La loi de modernisation de l’économie déjà modifiée ?
L’industrie agroalimentaire souhaite que le prochain examen de la loi de modernisation de l’agriculture (LMA) par l’Assemblée nationale soit l’occasion d’une modification de la loi LME.
Rédaction Réussir
Au centre du débat se trouve la libre négociabilité des conditions commerciales sur la base des conditions de vente du fournisseur, affirmée par la loi de modernisation de l’économie (LME) et qui, selon l’industrie agroalimentaire, serait trop favorable à la grande distribution.
Les dispositions de l’article L.441-6 du code de commerce issues de la loi LME affirment que les conditions générales de vente du fournisseur constituent « le socle de la négociation commerciale ». Il est néanmoins possible de négocier des avantages particuliers qui, pour que la négociation soit équilibrée, doivent être assortis de contreparties. Or le secteur agroalimentaire a le sentiment que la balance penche toujours du même côté et qu’en définitive, les contreparties promises ne compensent pas les avantages octroyés.
La suppression de l’interdiction des pratiques discriminatoires
Il est vrai que la LME fait disparaître le caractère intrinsèquement fautif de la discrimination pour permettre d’aller encore plus loin dans l’aménagement des situations individuelles. Il faut se souvenir en effet que la LME n’a pas affirmé la libre négociabilité en tant que telle, mais qu’elle avait pour objectif une baisse significative des prix. Pour cela, elle a favorisé le traitement en marge avant de rémunérations qui autrefois étaient traitées en marge arrière. Or, ce traitement en marge avant, c’est-à-dire dans la relation achat-vente, a nécessairement une incidence sur la négociation commerciale et sur le régime aménagé par la convention qui en résulte. D’où la nécessité de permettre une négociation sur la base des conditions de vente.
Le socle des conditions générales de ventes
Pour l’Ania (Association nationale des industries alimentaires), il s’agirait désormais d’affirmer que les conditions de vente soient le « socle incontournable » de toute négociation commerciale pour éviter « la loi du plus fort dans un contexte structurel de déséquilibre économique entre fournisseurs et distributeurs ». Ainsi, de socle de la négociation commerciale, les conditions générales de vente en deviendraient le socle incontournable.
Qu’est-ce à dire ? Qu’il ne serait pas possible de s’en départir ? Nous en reviendrions ainsi à la situation d’avant la première circulaire Dutreil, mais un tel système n’a de sens que si la discrimination redevient intrinsèquement fautive.
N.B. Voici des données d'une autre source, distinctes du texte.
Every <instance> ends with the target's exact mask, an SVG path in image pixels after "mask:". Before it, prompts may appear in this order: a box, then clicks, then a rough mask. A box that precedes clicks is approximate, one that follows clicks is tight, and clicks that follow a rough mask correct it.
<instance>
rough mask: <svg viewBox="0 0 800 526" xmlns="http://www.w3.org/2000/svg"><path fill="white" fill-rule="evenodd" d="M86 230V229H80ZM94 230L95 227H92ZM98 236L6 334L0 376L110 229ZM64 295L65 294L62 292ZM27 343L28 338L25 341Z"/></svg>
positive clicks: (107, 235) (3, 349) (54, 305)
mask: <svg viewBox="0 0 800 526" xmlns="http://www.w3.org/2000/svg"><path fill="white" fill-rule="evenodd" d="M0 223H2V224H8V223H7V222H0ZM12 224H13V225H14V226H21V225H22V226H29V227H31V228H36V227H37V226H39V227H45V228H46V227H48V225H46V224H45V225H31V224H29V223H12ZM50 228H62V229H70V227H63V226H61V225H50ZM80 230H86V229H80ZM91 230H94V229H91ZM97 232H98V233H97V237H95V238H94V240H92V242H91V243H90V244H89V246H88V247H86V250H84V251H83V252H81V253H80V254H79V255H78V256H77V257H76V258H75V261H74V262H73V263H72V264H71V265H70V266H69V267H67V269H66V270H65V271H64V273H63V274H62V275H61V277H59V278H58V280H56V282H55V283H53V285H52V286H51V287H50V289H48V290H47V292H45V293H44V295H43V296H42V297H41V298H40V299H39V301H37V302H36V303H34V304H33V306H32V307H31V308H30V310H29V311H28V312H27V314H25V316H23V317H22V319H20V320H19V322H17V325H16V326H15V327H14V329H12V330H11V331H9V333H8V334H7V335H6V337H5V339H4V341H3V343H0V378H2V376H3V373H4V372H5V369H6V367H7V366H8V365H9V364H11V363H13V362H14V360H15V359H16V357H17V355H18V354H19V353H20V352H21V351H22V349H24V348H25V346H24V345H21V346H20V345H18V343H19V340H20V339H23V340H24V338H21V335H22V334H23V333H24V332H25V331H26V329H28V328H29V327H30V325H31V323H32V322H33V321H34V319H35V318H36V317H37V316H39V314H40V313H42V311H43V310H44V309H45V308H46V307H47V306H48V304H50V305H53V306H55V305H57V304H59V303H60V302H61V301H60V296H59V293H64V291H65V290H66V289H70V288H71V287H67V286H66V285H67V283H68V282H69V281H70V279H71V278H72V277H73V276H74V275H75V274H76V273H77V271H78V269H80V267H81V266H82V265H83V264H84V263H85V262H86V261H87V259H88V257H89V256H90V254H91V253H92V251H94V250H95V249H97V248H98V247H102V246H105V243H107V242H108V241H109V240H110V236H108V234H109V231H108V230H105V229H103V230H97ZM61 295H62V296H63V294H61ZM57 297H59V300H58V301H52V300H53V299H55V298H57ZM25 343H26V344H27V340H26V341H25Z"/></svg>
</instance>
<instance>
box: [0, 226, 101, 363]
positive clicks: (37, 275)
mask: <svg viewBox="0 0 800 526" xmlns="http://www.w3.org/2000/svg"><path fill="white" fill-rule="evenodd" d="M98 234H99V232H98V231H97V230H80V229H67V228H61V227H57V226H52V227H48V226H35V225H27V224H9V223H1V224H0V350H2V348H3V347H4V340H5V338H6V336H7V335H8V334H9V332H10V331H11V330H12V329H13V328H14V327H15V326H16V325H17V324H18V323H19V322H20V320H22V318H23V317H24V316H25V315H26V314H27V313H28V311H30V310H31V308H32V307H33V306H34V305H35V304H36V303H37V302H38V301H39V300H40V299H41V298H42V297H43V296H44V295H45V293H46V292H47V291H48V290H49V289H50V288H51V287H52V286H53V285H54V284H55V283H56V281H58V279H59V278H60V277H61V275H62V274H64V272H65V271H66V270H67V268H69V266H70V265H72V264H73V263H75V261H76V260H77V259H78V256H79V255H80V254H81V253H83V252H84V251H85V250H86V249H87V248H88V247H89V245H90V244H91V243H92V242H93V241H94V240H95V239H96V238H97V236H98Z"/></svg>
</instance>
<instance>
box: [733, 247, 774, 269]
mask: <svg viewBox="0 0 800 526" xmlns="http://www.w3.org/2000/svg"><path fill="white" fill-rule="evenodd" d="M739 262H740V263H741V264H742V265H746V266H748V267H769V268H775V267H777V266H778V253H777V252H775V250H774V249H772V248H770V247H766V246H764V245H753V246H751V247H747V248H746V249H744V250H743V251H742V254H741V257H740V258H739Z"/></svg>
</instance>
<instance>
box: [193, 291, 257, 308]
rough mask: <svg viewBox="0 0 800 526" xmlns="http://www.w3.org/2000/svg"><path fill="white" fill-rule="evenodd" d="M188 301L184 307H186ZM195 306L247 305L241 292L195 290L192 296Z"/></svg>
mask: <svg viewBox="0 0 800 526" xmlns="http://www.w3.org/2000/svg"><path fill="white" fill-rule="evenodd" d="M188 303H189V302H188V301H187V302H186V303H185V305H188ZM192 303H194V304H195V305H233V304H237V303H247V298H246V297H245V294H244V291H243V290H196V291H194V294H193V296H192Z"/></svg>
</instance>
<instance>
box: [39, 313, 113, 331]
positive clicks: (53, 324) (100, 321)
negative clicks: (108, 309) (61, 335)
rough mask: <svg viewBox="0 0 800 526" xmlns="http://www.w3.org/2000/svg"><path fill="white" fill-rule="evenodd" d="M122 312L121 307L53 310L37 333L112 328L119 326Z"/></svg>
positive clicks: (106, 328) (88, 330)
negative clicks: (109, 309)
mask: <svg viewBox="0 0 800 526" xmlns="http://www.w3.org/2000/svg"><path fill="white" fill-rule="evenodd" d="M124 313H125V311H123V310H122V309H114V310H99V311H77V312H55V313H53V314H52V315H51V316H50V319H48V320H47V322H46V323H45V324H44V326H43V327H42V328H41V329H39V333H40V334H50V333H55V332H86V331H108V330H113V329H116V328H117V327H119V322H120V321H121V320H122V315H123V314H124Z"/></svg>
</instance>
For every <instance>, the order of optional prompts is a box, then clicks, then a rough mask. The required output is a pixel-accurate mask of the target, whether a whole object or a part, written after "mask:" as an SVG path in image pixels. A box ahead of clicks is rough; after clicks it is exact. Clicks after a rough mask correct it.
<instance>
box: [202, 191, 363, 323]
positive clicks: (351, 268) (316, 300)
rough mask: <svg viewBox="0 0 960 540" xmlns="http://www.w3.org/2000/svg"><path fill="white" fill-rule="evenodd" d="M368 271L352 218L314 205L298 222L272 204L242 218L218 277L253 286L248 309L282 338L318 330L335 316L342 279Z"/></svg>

Puisque la loi affirme que la possibilité de discriminer n’est pas fautive, elle laisse nécessairement entrevoir qu’un même avantage ne soit pas octroyé à chacun au motif qu’il a été consenti une fois, d’où la possibilité de se départir des conditions générales de vente du fournisseur présentées à l’acheteur.
Modifier la loi dans un tel contexte reviendrait à notre avis à tourner le dos à l’objectif de baisse des prix et de mise en avant du consommateur affirmé par la loi LME, pour veiller beaucoup plus à de grands équilibres affichés par la loi comme devant être le résultat de la négociation commerciale.
Reste à savoir si la solution au problème implique une modification de la loi ou s’il s’agit seulement de veiller à sa bonne application. Le secteur agroalimentaire affirme en effet que les distributeurs n’appliqueraient pas la loi LME. Si tel est le cas, il revient surtout aux pouvoirs publics de la faire appliquer.
Du reste, ils ont déjà commencé en stigmatisant des déséquilibres significatifs dans les conventions annuelles signées par de grands acteurs de la distribution, et ont trouvé écho auprès des juges.
Nous aurions donc le choix entre une application rigoureuse et contrôlée de la LME, ou une modification de la loi et un changement de philosophie. Nous saurons bientôt quelle voie choisit l’Assemblée, et si elle prend le parti de heurter le gouvernement sur ce point.